# Herald AM: Disposable Income Article?



## ButtermilkJa (29 Sep 2006)

I was reading the Herald AM just there and was amazed to see that the front page report is about young couples being 'crippled' by mortgage payments. The article makes a big deal about couples having to spend up to 35pc of disposable income on payments, which could be as high as €2k appx.

Now, forgive me if I'm wrong but that makes €4k (appx) of disposable income left a month. That's enough to live like a king and queen!!

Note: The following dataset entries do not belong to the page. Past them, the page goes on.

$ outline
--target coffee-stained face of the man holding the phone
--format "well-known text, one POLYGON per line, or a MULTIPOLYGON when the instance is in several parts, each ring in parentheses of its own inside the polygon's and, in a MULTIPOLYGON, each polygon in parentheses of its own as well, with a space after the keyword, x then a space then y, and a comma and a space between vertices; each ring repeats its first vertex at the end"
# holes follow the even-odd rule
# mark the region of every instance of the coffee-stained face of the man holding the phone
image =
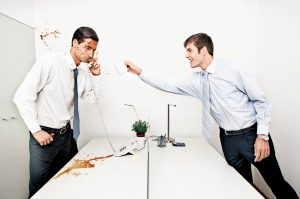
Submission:
POLYGON ((83 42, 78 44, 77 40, 74 40, 73 47, 75 49, 75 56, 80 62, 89 63, 93 61, 93 56, 95 50, 97 49, 97 44, 93 39, 85 39, 83 42))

How the hell is that crippling?

Does anyone agree with the figures in this article? Is anyone in the same situation and finds they can't live the life they want with €4k a month. I'd love to know.


----------



## whizzbang (29 Sep 2006)

6k disposable income would mean they are on something like 45k or 50k each woudn't it?


----------



## bogwarrior (29 Sep 2006)

ButtermilkJa said:


> I was reading the Herald AM just there and was amazed to see that the front page report is about young couples being 'crippled' by mortgage payments. The article makes a big deal about couples having to spend up to 35pc of disposable income on payments, which could be as high as €2k appx.
> 
> Now, forgive me if I'm wrong but that makes €4k (appx) of disposable income left a month. That's enough to live like a king and queen!!
> 
> ...



I guess the point is that this relates to 'couples'.  If children come along and one parent wants to stay at home (shocking as it may be in the Ireland of 2006) you're looking at repayments eating into upto 70% of disposible income.  Add in utility bills, car(s) and home maintenance as well as the extra mouth to feed and you begin to see where the real problems begin.
An other option is to put the child in a creche, which doesn't come cheap either (especially in places where people tend to be paying 35% of their disposible income on home repayments).

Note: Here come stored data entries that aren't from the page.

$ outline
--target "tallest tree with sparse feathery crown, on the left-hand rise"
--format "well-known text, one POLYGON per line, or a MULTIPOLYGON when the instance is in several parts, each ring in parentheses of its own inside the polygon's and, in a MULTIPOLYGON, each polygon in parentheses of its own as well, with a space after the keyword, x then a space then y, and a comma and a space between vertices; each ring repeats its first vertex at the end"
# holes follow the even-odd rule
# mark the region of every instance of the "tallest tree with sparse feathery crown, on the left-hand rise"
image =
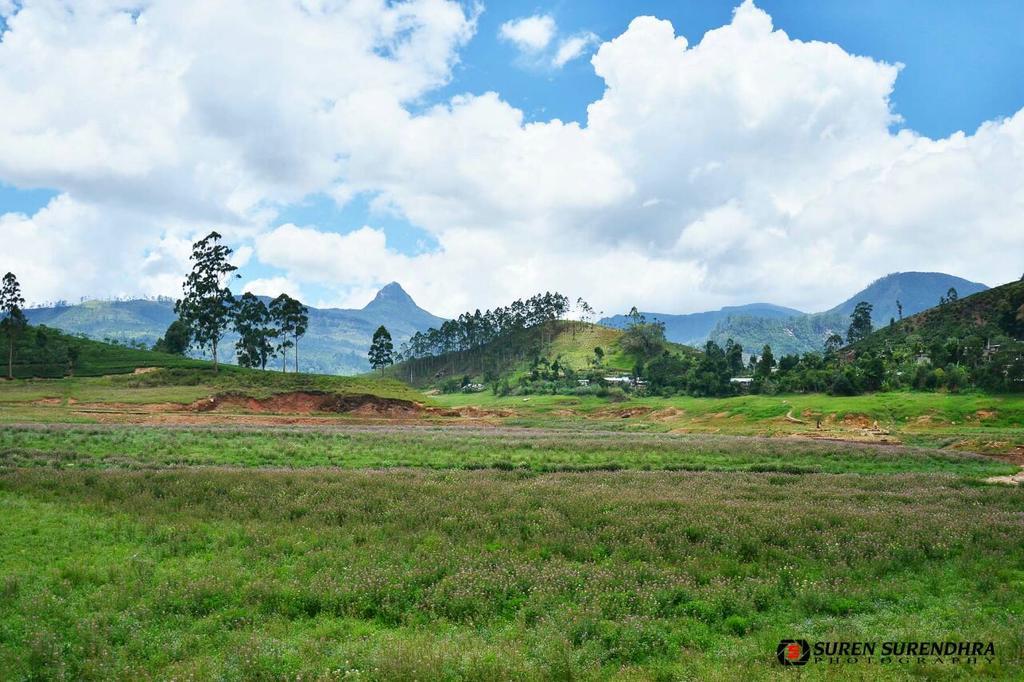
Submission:
MULTIPOLYGON (((193 342, 213 351, 213 371, 217 371, 217 345, 231 319, 234 297, 227 283, 239 269, 227 261, 231 250, 220 244, 220 235, 210 232, 193 245, 193 269, 182 287, 184 296, 174 304, 174 311, 188 325, 193 342)), ((241 276, 236 274, 234 276, 241 276)))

Of course, couples might be able to get their own parents to look after the child, or mad thought, not have children at all.  But the point of all this, is that while 35% of good wages isn't a big deal for DINKYs (dual incomes, no kids) it may not be sustainable when life changes.


----------



## whizzbang (29 Sep 2006)

Again, what about the ugly and unpopular people who are uncoupleable!? shouldn't they be able to buy a place to live? Or will we have an ugly ghetto somewhere to house them in their rental boxes?

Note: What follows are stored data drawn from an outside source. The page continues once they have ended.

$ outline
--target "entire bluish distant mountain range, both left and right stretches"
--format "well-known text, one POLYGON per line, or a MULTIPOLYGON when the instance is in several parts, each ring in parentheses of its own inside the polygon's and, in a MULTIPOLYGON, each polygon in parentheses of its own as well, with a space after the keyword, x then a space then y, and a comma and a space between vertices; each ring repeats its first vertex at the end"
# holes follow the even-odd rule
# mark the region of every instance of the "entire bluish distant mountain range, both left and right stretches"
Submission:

(I'm just pointing out the lunacy of justifyinig holuse prices based on couples only buying)


----------



## ButtermilkJa (29 Sep 2006)

bogwarrior said:


> ...But the point of all this, is that while 35% of good wages isn't a big deal for DINKYs (dual incomes, no kids) it may not be sustainable when life changes.


Sure, I agree with all that. Things could get hairy in a few years when kids come along and bills start to come fron every angle. But I took this article as it was, no mention of kids or any of that. So with €4k disposable income after mortgage they should be putting up to €2k at least of that into savings per month. In two years when kids come along, they've got €50k+ in savings to help them out.

If these couples are planning on having kids, and if they're not saving and just living the high life, then I've no sympathy for them if they fall on hard times when the kids come along.

I know the point of the article may have been just to highlight crazy mortgage costs in today's Ireland, but don't use a couple with €4k disposable income as an example. These people are better off than anyone else in their first few years on the property ladder. Think of all those (myself included  ) who had to save hard for two years before buying and then live a quiet life for the next 2 until they got their finances in order. Having no more than a few hundred Euro in their pockets after bills to enjoy a few nights out, let alone saving.

Sorry if this sounds harsh but you got to make sacrifices if you're buying a property, and feeling sorry for someone with '_only_' €4k left to live on is just ridiculous!


----------



## Humpback (29 Sep 2006)

whizzbang said:


> Or will we have an ugly ghetto somewhere to house them in their rental boxes?


 
Yeah, it's called the Dublin Docklands. It's being built as we speak.


----------



## Purple (29 Sep 2006)

ButtermilkJa said:


> finds they can't live the life they want with €4k a month. I'd love to know.


 I want a like style that requires about €20k a week (cocaine parties, yachts, hookers etc) but I have to make do with that I have


----------



## Berni (29 Sep 2006)

whizzbang said:


> Again, what about the ugly and unpopular people who are uncoupleable!? shouldn't they be able to buy a place to live?



The females can move in next to these two http://www.synergizedsolutions.com/simpsons/selmapatty.shtml in Spinster City Appartments


----------



## ClubMan (29 Sep 2006)

While in _Portugal _recently I picked up a copy of the _English _language version of the local newspaper and the front page was all about some new _EU _survey which shows that the _Portuguese _consider themselves the most hard pressed financially in that once essential expenditure has been taken care of they have little left over for discretionary purchases. My guess is that if you go to any country the locals will think that they are the hardest pressed. We're no different. Well, maybe worse than most for moaning.


----------



## ClubMan (29 Sep 2006)

Purple said:


> (cocaine parties, yachts, hookers etc)


There wouldn't be much space on [broken link removed] for the coke and the party!


----------



## zac (29 Sep 2006)

ButtermilkJa said:


> I was reading the Herald AM just there and was amazed to see that the front page report is about young couples being 'crippled' by mortgage payments. The article makes a big deal about couples having to spend up to 35pc of disposable income on payments, which could be as high as €2k appx.
> 
> Now, forgive me if I'm wrong but that makes €4k (appx) of disposable income left a month. That's enough to live like a king and queen!!
> 
> ...



if it wasnt crippling people, no body would buy that paper...
its journalists job to find headlines that attracts attention, 

we should be wary of getting financial advice, know how from journalists.young couples are being crippled for as long as i can remember


----------



## gianni (29 Sep 2006)

> if it wasnt crippling people, no body would buy that paper...


 

no body buys it to begin with...it's free !


----------



## Purple (29 Sep 2006)

ClubMan said:


> There wouldn't be much space on [broken link removed] for the coke and the party!


Don't be so negative. I can make my own fun


----------